Unter dem Titel „Schreiben Sie Ihre persönliche Bewerbung!“ hatte Leschig acht Fragen gestellt, etwa: Was müsste bis 2010 geschaffen werden, damit Köln zu Recht Kulturhauptstadt ist? Oder: Wenn Köln Kulturhauptstadt wird, wie möchten Sie sich selbst beteiligen? 75 Bekannte und Freunde hatte er per E-Mail gefragt. Das Ergebnis sei also keineswegs repräsentativ, gibt er zu. Aber: Je mehr noch bei der Umfrage mitmachten (unter www.gregorleschig.de), um so mehr und bessere Ideen kämen dabei heraus. Der Politologe Hans-Georg Lützenkirchen hatte die bislang vorliegenden Antworten ausgewertet und festgestellt: „Sie haben eine hohe soziale Komponente und wollen die Kulturhauptstadt für breite Bevölkerungsschichten öffnen.“

Sein Fazit: Dies entspricht den Bewerbungsbedingungen der EU. Dort heißt es unter anderem: „Mobilisieren und Beteiligen breiter Bevölkerungsschichten an dem Projekt und damit Gewährleistung der sozialen Wirkung der Aktion und ihrer Kontinuität über das Jahr der Veranstaltung hinaus“. Der bisherige Bewerbungstext gehe darauf aber kaum ein, so Lützenkirchen. Dabei sei es wichtig, durch diesen breit gefassten Prozess zu klären, was überhaupt Kultur sei.

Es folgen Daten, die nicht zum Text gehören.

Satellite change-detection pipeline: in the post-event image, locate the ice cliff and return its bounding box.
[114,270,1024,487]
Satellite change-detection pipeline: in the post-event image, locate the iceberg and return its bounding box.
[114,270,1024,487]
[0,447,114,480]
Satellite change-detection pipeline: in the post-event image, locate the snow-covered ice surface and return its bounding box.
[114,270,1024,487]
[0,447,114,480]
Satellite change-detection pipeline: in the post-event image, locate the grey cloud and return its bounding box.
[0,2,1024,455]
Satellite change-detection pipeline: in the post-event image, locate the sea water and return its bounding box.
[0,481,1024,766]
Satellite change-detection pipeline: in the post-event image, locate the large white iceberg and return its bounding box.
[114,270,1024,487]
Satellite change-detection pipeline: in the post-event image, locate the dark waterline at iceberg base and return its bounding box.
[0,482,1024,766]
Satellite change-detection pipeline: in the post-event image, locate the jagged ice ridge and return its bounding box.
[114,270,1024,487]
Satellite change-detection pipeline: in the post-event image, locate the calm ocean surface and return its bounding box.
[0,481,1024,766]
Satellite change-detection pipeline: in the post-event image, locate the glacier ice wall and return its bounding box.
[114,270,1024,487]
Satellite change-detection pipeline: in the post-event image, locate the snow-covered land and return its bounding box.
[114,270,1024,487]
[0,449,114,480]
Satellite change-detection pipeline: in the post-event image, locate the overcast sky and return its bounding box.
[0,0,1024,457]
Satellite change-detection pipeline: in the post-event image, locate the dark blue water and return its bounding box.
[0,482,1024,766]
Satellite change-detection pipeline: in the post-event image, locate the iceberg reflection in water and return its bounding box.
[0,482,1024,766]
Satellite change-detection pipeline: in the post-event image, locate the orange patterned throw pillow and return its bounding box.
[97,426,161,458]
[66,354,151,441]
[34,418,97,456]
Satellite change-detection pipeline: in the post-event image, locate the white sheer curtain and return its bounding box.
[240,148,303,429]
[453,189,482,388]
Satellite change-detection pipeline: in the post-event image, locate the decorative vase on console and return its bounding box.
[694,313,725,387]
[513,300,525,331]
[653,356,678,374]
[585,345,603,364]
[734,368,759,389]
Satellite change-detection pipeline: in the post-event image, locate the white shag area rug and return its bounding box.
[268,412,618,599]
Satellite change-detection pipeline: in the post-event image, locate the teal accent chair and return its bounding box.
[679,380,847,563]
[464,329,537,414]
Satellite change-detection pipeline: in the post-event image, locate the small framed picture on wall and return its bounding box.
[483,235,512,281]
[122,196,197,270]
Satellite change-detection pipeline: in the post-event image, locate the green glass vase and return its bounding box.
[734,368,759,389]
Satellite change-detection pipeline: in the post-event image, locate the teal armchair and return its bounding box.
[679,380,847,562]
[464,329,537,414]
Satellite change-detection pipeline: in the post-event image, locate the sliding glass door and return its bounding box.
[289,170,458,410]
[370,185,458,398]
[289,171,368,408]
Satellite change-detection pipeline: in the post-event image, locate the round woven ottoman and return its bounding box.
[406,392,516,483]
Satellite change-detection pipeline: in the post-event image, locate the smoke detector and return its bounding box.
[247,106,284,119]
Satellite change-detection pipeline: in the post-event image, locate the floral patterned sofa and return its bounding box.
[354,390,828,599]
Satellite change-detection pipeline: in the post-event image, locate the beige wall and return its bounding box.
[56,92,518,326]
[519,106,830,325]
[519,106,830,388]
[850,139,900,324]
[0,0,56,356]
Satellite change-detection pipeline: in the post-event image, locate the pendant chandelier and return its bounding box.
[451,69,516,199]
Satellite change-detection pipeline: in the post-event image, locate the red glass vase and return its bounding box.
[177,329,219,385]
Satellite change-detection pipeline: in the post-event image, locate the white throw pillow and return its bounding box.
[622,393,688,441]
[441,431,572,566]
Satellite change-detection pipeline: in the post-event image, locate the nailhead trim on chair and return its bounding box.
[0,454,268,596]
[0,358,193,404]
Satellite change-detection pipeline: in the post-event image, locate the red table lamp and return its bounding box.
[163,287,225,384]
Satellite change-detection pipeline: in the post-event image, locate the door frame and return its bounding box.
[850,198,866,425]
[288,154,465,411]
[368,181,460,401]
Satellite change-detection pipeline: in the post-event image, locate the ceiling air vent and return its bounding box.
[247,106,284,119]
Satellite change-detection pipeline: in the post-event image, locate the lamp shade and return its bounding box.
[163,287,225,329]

Wie es konkret weiter gehen soll, war allerdings unklar. Leschig, der die Bewerbung Kölns prinzipiell unterstützt, will auf jeden Fall weitermachen. Zunächst müssten die acht Fragen in einer Kampagne öffentlich gemacht werden. Wie und von wem sie ausgewertet würden, hänge etwa davon ab, ob er einen Partner finde – eventuell die Stadt. Offene Treffs in den Bürgerzentren könnten als Anlaufstellen dienen.

Noch nicht zu spät

„Bleiben Sie hartnäckig“, ermunterte ihn Bürgermeisterin Spizig und versprach ihm grüne Unterstützung. Zu spät sei es noch nicht. Zwar werde die Bewerbung am 31. März abgegeben, aber bis zur Entscheidung auf Landesebene könne man noch Punkte sammeln. Widerspruch erntete allerdings Müller mit ihrer Mahnung, man solle seine Visionen nicht zu öffentlich handeln – die Konkurrenz höre mit. „Im Gegenteil“, so Leschig, „gerade durch Offenheit kann man sich abheben. Dann ist auch klar, wer welche Ideen klaut.“

Mit der Initiative „Freiheit der Kultur – Kunst der Freiheit“ meldet sich jetzt auch der DGB Köln zu Wort. Er kritisiert ebenfalls die fehlende Bürgerpartizipation, sieht die Bewerbung aber als Chance, die bisherige Sparpolitik in Sachen Kultur zu revidieren und ein neues Selbstbild der „Kulturstadt Köln“ zu finden.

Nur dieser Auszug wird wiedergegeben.